Last week (January 8th and 9th) we received a dozen reports of messages that simply vanished in the ExchangeDefender system. Upon investigation it turned out that one of the antivirus engines was picking up false positives: marking messages with certain PDF attachments as infected when in fact there was no infection there. The actual infection was simply a detection of an exploit, one that can easily and inadvertently be created by older versions of Acrobat.
We have removed the antivirus engine from the rotation (don’t worry, everything is still being scanned by several other scanners). While the problem in the definition files was already addressed (Exploit.PDF-9669) and widely blogged and discussed, we need a way to deal with false positives. Prior to this we have never had an instance of a reported false positive with an antivirus engine but as more antivirus vendors get into the business of not just detecting viruses and worms but also exploits and other dangerous content, our reporting will have to get better as well.
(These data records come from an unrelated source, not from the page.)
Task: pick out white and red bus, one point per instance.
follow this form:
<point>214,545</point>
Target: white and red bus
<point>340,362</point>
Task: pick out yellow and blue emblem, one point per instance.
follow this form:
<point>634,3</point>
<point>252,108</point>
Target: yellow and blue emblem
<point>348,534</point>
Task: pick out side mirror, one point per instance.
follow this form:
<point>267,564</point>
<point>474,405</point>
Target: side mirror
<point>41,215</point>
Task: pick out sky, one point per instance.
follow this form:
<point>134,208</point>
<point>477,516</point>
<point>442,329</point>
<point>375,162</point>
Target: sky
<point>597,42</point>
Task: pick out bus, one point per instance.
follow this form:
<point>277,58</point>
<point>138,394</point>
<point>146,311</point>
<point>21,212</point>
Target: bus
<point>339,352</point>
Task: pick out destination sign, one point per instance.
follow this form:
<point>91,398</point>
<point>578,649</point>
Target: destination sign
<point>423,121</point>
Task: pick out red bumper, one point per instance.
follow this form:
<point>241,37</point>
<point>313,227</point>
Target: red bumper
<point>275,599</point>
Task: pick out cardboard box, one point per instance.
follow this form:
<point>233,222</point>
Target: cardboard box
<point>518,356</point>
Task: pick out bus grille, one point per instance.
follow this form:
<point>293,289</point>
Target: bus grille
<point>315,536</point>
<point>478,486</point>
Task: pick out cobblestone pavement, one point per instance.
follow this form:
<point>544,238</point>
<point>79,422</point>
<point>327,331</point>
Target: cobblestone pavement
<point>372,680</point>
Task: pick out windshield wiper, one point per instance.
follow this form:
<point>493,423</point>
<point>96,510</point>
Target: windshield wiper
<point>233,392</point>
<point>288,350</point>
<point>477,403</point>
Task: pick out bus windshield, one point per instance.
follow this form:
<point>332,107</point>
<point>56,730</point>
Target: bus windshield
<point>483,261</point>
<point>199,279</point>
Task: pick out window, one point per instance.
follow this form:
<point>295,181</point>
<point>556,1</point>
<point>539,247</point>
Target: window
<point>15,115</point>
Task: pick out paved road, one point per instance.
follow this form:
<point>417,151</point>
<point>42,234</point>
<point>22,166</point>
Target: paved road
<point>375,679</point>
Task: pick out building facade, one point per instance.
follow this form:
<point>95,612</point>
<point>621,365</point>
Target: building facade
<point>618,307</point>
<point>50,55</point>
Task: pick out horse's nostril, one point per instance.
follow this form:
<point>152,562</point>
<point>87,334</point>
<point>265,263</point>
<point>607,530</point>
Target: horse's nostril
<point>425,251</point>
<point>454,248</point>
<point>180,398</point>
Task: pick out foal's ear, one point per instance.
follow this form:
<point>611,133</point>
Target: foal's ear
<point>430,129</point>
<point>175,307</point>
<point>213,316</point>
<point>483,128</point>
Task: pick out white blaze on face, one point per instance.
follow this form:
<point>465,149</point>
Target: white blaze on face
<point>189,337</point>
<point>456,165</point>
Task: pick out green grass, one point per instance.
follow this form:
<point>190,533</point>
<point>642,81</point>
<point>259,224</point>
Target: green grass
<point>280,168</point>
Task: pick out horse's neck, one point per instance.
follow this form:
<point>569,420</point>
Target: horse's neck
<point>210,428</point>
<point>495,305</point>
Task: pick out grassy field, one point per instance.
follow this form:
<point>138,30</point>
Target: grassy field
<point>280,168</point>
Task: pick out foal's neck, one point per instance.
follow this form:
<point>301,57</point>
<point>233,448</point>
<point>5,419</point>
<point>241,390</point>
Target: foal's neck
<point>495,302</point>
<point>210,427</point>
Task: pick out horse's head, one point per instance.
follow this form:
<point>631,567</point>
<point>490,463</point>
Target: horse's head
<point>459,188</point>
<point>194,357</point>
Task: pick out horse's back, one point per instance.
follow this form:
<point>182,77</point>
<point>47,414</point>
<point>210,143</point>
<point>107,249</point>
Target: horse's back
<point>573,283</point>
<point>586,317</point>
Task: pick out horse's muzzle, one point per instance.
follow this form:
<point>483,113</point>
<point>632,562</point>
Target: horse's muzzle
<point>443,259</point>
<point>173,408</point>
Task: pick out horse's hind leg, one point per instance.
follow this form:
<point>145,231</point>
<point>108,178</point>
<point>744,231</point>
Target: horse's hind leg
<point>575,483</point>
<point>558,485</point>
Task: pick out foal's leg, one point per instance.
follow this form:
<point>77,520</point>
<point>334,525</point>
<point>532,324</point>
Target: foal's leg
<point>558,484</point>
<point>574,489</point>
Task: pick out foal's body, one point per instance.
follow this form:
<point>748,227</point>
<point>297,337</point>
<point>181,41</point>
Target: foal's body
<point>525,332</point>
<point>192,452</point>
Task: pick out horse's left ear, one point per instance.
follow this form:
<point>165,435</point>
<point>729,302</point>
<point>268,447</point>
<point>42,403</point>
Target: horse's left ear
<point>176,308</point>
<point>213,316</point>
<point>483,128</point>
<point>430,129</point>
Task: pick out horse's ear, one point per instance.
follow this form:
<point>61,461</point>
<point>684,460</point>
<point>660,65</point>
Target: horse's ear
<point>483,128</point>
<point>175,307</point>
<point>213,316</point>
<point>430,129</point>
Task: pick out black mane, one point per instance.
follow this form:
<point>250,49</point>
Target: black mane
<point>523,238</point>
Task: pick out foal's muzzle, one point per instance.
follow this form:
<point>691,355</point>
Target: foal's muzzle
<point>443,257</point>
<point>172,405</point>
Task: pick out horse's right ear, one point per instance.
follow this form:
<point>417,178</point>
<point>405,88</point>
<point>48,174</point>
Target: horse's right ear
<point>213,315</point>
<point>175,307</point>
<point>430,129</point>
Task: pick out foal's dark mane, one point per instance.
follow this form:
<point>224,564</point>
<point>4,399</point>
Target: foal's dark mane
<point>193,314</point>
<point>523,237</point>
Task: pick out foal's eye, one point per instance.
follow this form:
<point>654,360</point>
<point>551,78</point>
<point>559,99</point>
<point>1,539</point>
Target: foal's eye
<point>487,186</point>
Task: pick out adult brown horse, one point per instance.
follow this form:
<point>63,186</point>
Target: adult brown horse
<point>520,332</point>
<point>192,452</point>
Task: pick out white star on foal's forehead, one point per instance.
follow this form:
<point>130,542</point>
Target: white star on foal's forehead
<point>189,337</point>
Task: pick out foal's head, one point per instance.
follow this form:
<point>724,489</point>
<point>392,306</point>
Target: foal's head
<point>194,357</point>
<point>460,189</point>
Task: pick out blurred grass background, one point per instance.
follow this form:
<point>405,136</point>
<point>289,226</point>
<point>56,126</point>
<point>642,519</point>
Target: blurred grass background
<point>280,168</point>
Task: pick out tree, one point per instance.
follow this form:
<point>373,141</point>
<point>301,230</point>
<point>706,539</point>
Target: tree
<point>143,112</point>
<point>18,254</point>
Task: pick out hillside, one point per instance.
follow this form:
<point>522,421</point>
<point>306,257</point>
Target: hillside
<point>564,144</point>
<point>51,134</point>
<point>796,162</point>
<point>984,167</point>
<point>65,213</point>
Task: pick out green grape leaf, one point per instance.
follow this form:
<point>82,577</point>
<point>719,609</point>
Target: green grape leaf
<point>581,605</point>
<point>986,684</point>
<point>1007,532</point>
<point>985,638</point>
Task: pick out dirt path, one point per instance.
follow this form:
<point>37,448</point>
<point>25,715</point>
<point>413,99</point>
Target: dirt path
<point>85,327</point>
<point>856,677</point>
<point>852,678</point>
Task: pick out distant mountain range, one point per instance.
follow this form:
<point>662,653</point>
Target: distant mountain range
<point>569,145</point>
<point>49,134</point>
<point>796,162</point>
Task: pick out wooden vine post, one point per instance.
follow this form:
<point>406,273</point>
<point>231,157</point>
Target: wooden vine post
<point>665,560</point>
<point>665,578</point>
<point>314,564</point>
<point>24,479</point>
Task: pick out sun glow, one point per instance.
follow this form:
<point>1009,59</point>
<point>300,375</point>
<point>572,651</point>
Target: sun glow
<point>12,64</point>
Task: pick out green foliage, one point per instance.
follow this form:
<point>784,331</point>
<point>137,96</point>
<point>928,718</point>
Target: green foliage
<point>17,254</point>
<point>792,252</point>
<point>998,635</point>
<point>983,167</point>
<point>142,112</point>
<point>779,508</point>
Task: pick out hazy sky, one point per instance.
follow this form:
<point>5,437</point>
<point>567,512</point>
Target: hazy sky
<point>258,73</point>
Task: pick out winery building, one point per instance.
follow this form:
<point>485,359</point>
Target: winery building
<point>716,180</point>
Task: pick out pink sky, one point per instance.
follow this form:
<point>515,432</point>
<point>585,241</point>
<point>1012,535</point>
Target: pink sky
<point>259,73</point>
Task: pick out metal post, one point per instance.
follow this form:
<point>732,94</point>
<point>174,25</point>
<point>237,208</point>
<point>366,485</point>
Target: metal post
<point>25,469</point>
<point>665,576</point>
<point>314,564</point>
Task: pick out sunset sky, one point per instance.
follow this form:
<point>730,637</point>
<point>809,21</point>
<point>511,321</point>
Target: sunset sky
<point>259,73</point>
The bigger question here is: Why was I not notified? If this happened here, it would also explain why I am never received any of the other messages. Allow me to address that in two ways:
1) Almost all of our “missing messages” tickets are related to the messages being quarantined as SPAM and not coming into LiveArchive. At the present time there is no way to get a SPAM message into LiveArchive, even after it’s released from the Quarantine. Because our replication is done at the scan time, we have to move the copying protocol elsewhere to enable post-release and SPAM content.
Followup question: But Vlad, I need to be able to view my SPAM and respond to it while my server is down!! And you can, right from admin.exchangedefender.com! All of our new enhancements are coming to that portal which is completely partner branded and next month we’ll even have training you can just point your clients to.
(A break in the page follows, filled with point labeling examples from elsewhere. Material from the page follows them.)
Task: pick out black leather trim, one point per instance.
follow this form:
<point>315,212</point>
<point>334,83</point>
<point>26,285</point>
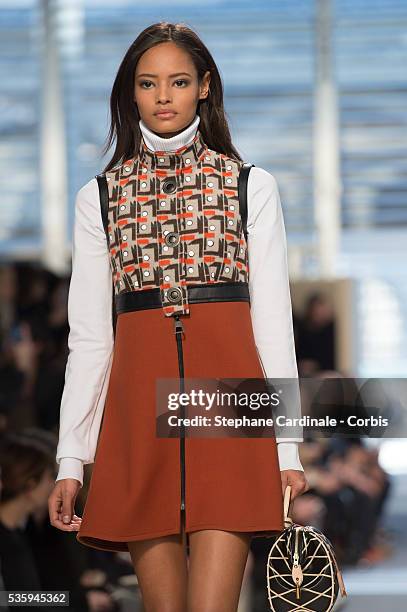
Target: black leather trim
<point>142,299</point>
<point>242,192</point>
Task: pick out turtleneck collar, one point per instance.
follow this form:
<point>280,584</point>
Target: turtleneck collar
<point>157,143</point>
<point>190,150</point>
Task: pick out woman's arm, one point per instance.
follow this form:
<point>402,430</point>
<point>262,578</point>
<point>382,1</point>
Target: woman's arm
<point>270,295</point>
<point>90,339</point>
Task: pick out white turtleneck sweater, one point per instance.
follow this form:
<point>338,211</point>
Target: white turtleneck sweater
<point>90,344</point>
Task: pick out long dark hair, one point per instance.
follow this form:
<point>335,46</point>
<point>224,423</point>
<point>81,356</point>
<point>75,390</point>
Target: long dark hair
<point>124,126</point>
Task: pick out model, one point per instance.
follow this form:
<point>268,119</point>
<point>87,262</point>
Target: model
<point>196,297</point>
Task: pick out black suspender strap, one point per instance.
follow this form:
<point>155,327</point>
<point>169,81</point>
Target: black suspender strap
<point>104,202</point>
<point>104,208</point>
<point>242,192</point>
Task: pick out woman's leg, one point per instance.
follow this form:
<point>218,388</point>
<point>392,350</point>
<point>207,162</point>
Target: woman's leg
<point>161,569</point>
<point>216,566</point>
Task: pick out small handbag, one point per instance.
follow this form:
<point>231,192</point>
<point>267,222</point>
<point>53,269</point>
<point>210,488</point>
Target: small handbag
<point>302,571</point>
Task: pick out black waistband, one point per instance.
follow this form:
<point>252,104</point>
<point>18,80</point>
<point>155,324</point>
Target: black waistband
<point>214,292</point>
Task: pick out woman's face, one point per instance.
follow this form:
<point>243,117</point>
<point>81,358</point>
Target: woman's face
<point>166,80</point>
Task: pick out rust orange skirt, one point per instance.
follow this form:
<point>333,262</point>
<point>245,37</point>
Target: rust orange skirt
<point>232,484</point>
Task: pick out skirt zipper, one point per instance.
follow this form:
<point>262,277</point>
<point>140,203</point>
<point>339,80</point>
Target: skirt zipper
<point>179,331</point>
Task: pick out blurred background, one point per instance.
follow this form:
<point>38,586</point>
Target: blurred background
<point>315,93</point>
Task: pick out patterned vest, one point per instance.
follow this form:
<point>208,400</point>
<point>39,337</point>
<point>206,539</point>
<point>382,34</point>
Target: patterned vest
<point>173,221</point>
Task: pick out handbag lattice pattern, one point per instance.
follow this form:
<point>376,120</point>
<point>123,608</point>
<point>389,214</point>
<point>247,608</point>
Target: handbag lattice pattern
<point>302,570</point>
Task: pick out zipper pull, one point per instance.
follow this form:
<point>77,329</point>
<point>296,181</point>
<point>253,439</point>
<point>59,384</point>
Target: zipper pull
<point>179,328</point>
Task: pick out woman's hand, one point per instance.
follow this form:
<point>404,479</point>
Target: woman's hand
<point>61,505</point>
<point>297,480</point>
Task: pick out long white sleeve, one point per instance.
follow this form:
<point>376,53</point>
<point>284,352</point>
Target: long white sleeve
<point>90,339</point>
<point>270,295</point>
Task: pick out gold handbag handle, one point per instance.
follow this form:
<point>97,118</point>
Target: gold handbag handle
<point>287,500</point>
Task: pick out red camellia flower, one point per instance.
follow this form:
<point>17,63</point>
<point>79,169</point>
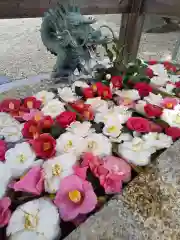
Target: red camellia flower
<point>46,122</point>
<point>117,81</point>
<point>152,62</point>
<point>174,132</point>
<point>66,118</point>
<point>3,149</point>
<point>143,88</point>
<point>88,92</point>
<point>31,129</point>
<point>149,72</point>
<point>44,146</point>
<point>31,102</point>
<point>10,105</point>
<point>152,110</point>
<point>142,125</point>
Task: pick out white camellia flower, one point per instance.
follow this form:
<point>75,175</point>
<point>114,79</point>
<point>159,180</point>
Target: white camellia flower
<point>53,108</point>
<point>117,113</point>
<point>137,151</point>
<point>5,176</point>
<point>20,158</point>
<point>112,129</point>
<point>79,84</point>
<point>128,94</point>
<point>12,133</point>
<point>98,104</point>
<point>56,169</point>
<point>36,220</point>
<point>123,137</point>
<point>70,143</point>
<point>158,140</point>
<point>155,99</point>
<point>171,116</point>
<point>98,144</point>
<point>44,96</point>
<point>67,95</point>
<point>80,129</point>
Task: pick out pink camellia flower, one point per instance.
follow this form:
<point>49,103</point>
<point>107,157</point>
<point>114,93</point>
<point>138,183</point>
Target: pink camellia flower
<point>32,182</point>
<point>5,213</point>
<point>34,114</point>
<point>169,103</point>
<point>75,196</point>
<point>3,149</point>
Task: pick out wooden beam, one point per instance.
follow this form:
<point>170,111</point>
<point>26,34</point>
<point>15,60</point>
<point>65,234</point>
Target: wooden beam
<point>36,8</point>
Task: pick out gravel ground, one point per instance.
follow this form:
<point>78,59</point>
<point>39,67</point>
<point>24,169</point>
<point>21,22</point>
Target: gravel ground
<point>23,54</point>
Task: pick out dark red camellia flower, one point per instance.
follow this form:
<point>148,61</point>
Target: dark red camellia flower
<point>31,129</point>
<point>10,105</point>
<point>117,81</point>
<point>143,88</point>
<point>88,92</point>
<point>152,110</point>
<point>66,118</point>
<point>152,62</point>
<point>46,122</point>
<point>149,72</point>
<point>142,125</point>
<point>173,132</point>
<point>44,146</point>
<point>31,102</point>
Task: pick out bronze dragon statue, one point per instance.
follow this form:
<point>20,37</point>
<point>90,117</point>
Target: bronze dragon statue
<point>69,35</point>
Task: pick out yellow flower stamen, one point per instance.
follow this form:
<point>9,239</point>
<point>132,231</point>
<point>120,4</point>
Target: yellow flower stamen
<point>56,170</point>
<point>75,196</point>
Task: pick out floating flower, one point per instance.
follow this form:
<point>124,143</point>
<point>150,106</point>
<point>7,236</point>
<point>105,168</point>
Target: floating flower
<point>10,105</point>
<point>98,145</point>
<point>31,129</point>
<point>20,158</point>
<point>142,125</point>
<point>158,140</point>
<point>172,117</point>
<point>144,89</point>
<point>53,108</point>
<point>3,149</point>
<point>173,132</point>
<point>31,182</point>
<point>67,95</point>
<point>65,118</point>
<point>74,199</point>
<point>112,129</point>
<point>44,96</point>
<point>137,151</point>
<point>152,110</point>
<point>80,129</point>
<point>70,143</point>
<point>31,103</point>
<point>5,212</point>
<point>169,103</point>
<point>154,99</point>
<point>117,166</point>
<point>5,177</point>
<point>117,81</point>
<point>88,92</point>
<point>56,169</point>
<point>34,114</point>
<point>44,146</point>
<point>97,104</point>
<point>30,221</point>
<point>12,133</point>
<point>128,94</point>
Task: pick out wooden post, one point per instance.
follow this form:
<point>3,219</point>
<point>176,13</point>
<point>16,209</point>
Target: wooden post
<point>131,30</point>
2) We have never before seen a false positive from an antivirus engine. We’ve seen it crash, we’ve seen it fail to detect a real infection, we’ve seen it bring the scanning node to a crawl and just about everything you’d expect from a piece of security software: just never a false reading. Consequently, we never wrote a process to monitor for the false positives and we never bothered to present the infection logs because so many contained meaningless junk. Several years ago, after countless alerts for Sober and Nimda and so on, we disabled end user reports for antivirus and it was eventually dropped from the product completely.
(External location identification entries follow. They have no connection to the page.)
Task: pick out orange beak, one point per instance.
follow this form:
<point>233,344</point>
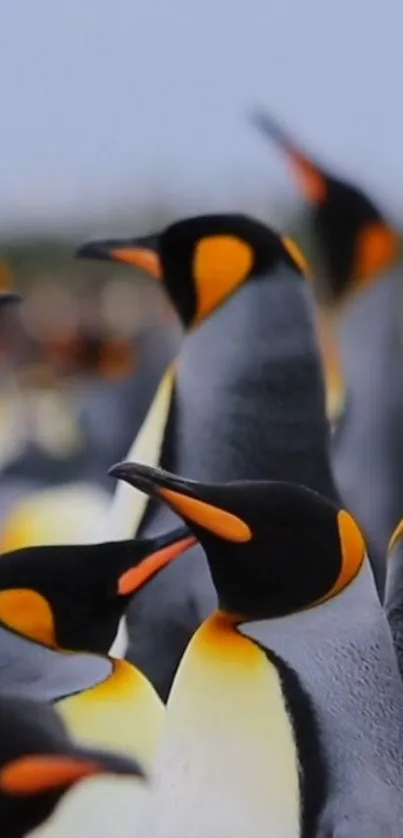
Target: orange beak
<point>181,496</point>
<point>136,577</point>
<point>311,180</point>
<point>139,253</point>
<point>40,773</point>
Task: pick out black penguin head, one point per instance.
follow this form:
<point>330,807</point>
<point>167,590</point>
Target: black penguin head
<point>355,242</point>
<point>273,548</point>
<point>203,260</point>
<point>73,597</point>
<point>39,763</point>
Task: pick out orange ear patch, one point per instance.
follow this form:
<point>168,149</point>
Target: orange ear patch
<point>377,247</point>
<point>220,265</point>
<point>297,255</point>
<point>139,257</point>
<point>28,613</point>
<point>35,774</point>
<point>352,548</point>
<point>215,520</point>
<point>135,577</point>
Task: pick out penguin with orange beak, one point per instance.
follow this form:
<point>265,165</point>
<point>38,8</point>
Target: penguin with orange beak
<point>294,678</point>
<point>39,763</point>
<point>60,609</point>
<point>359,289</point>
<point>244,398</point>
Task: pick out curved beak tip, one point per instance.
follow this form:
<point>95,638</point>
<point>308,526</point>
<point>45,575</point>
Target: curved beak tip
<point>93,250</point>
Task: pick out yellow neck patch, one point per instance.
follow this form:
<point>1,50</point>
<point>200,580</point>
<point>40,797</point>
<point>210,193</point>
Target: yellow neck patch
<point>29,614</point>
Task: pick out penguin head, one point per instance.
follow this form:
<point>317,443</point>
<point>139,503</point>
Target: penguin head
<point>73,597</point>
<point>273,548</point>
<point>39,764</point>
<point>356,244</point>
<point>203,260</point>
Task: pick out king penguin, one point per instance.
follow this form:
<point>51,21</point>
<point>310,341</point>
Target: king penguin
<point>359,289</point>
<point>285,717</point>
<point>244,398</point>
<point>39,763</point>
<point>60,608</point>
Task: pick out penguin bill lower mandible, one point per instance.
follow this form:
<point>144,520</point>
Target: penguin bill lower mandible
<point>60,608</point>
<point>285,717</point>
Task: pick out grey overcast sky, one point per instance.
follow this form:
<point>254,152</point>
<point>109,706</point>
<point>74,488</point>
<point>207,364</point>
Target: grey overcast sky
<point>102,98</point>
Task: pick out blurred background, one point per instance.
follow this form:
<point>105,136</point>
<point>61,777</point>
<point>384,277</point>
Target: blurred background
<point>118,118</point>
At this time, we are sketching a way to put back a configurable alert system for infections should this happen again. We are also creating a system by which you’ll be able (administrators only) to access the infected quarantine items from the web UI).
IMPORTANT: While these infections appeared to be lost forever, we do have them stored on our servers. Reported messages are being released (by hand) by our support teams so if you know the message sender/recipient/subject and date the message was sent, we can retrieve the message and deliver it.